Toda verdade tem no mínimo duas versões. Clint Eastwood, 77 anos, 28 filmes como diretor, 45 como ator e herdeiro supremo do legado clássico de John Ford é o único cineasta vivo que pode se dar ao luxo de honrar os dois lados de uma história. Enquanto filmava A Conquista da Honra, sobre o confronto entre soldados americanos e japoneses em uma ilha do Pacífico, percebeu que tinha em mãos apenas uma versão do conflito. Criou um filme espetacular sobre heroísmo e manipulação da verdade. Mas faltava o outro lado da batalha deixou 7 mil americanos e 20 mil japoneses mortos.

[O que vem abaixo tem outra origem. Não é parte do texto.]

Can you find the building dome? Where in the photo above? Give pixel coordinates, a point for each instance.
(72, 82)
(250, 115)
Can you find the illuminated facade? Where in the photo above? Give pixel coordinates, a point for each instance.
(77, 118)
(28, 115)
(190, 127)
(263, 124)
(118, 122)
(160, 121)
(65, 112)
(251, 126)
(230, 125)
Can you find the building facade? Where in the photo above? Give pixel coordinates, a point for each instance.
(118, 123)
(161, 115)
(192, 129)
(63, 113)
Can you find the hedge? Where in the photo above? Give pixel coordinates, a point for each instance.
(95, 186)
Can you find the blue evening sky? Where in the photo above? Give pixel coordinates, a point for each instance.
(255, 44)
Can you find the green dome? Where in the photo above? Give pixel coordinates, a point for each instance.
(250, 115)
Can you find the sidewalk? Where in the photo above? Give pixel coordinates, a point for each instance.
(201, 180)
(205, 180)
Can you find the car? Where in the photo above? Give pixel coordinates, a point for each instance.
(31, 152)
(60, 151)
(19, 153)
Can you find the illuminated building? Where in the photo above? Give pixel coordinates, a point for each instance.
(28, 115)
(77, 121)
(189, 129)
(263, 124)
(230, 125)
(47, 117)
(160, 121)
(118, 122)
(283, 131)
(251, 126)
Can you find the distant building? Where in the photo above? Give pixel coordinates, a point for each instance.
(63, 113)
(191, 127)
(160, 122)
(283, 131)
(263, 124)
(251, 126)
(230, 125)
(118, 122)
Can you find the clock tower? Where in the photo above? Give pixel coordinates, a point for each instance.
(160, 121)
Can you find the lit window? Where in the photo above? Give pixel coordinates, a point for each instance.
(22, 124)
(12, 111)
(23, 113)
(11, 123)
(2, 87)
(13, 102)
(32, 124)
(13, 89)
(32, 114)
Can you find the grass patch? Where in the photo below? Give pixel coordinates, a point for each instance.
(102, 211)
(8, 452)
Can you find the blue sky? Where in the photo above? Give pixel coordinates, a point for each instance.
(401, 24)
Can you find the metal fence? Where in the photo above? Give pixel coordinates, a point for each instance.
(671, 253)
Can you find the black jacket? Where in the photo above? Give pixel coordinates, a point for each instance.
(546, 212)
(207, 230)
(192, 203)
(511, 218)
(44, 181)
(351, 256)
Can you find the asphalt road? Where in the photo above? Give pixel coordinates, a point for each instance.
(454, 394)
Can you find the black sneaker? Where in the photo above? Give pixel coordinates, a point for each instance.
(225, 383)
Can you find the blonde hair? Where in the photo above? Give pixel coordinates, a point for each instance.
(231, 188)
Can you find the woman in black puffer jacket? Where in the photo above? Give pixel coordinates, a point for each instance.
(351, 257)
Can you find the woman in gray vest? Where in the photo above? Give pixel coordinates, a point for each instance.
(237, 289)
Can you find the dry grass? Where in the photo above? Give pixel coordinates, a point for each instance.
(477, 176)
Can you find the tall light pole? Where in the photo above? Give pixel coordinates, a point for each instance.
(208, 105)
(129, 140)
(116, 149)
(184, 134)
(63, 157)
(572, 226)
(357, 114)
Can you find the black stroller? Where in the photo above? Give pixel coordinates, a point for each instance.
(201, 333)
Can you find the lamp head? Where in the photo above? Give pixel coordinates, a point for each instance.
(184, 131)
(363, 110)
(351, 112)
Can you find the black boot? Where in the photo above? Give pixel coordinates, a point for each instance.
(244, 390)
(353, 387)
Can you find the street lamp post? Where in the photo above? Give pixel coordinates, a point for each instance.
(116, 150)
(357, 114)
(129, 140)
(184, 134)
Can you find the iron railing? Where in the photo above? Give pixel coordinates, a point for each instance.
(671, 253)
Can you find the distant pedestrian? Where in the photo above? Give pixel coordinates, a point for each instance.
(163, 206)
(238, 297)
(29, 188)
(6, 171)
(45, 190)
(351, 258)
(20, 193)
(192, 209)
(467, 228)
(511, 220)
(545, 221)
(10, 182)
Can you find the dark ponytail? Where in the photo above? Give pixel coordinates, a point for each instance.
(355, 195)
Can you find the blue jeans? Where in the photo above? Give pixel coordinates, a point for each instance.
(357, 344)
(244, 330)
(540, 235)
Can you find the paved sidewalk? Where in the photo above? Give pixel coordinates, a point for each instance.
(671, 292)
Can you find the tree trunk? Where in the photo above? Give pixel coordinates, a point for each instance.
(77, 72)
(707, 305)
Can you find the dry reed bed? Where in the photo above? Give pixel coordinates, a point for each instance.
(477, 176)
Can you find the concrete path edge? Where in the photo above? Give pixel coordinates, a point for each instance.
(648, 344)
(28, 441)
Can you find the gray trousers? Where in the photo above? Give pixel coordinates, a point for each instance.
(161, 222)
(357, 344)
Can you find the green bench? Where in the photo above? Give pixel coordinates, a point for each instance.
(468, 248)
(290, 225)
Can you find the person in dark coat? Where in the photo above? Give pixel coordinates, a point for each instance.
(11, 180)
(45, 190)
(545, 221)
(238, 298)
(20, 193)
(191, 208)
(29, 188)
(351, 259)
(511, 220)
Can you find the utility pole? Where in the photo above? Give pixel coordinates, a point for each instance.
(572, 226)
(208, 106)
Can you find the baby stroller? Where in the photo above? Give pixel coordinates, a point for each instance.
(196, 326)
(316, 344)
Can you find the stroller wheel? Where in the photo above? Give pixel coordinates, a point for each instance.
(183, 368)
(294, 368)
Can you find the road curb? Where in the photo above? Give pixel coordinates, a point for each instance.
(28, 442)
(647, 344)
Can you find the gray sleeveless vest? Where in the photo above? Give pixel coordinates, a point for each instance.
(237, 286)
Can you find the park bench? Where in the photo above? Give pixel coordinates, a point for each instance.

A versão dos dias que se seguiram à invasão das tropas americanas na ilha e a heróica resistência dos soldados japoneses está em Cartas de Iwo Jima. Mais que o lado B da batalha ou complemento de A Conquista, a produção demonstra a sensibilidade de um artista que sabe se colocar no lugar do inimigo, compreende-lo e até admirar suas virtudes. Não é pouco, para o mundo hollywoodiana que sempre se pautou pelo discurso do vencedor. Falado em japonês, o filme mostra o cotidiano das tropas japonesas na defesa da ilha, sob o comando do tenente-coronel Tadamichi Kuribayashi, interpretado com dignidade por Ken Watanabe.
Sua missão é quase impossível, para não dizer suicida. Ele tem que enfrentar o desânimo da tropa, resistência de oficiais conservadores, equipamentos obsoletos, munição escassa, escassez de alimentos e água. A seu favor está o fato de ter estudado nos EUAe ser capaz de compreender a estratégia americana. Como o diretor, o personagem sabe que o segredo da compreensão está na habilidade de se colocar no lugar do outro, decisão que se revela acertada. Uma batalha prevista para cinco dias dura um mês, graças à complexa rede de túneis que Kuribayashi faz cavar na ilha.
Baseado em fatos reais, o filme refere-se às cartas que o verdadeiro tenente-coronel escreve à sua família. Militar rigoroso, mas justo, ele revela-se pai e marido amoroso. Como o filme também acompanha o cotidiano do andar de baixo – com uma fotografia em tom cinzento, o que torna soldados pequenos grãos de areia anônimos, quase da mesma coloração da paisagem – cabe ao jovem padeiro Saigo se corresponder com sua jovem esposa grávida, declarar sua total descrença na guerra e manter-se vivo apenas com a esperança de conhecer seu filho.
É seu o ponto do vista dos que lutam por obrigação e estão presos a uma cultura medieval. As cartas que os dois escrevem são uma desesperada tentativa daqueles combatentes em vencer a morte certa, o que faz do filme um libelo à palavra escrita. À efemeridade dos conflitos humanos, a eternidade de cartas para entes queridos. Este tom de resistência fica claro na abertura do filme, no presente, quando pesquisadores escavam o solo negro da ilha e encontram centenas de cartas não enviadas – últimos discursos de quem antevia o final trágico mas ainda lutava por alguma eternidade, mesmo que seja na lembrança dos que ficam.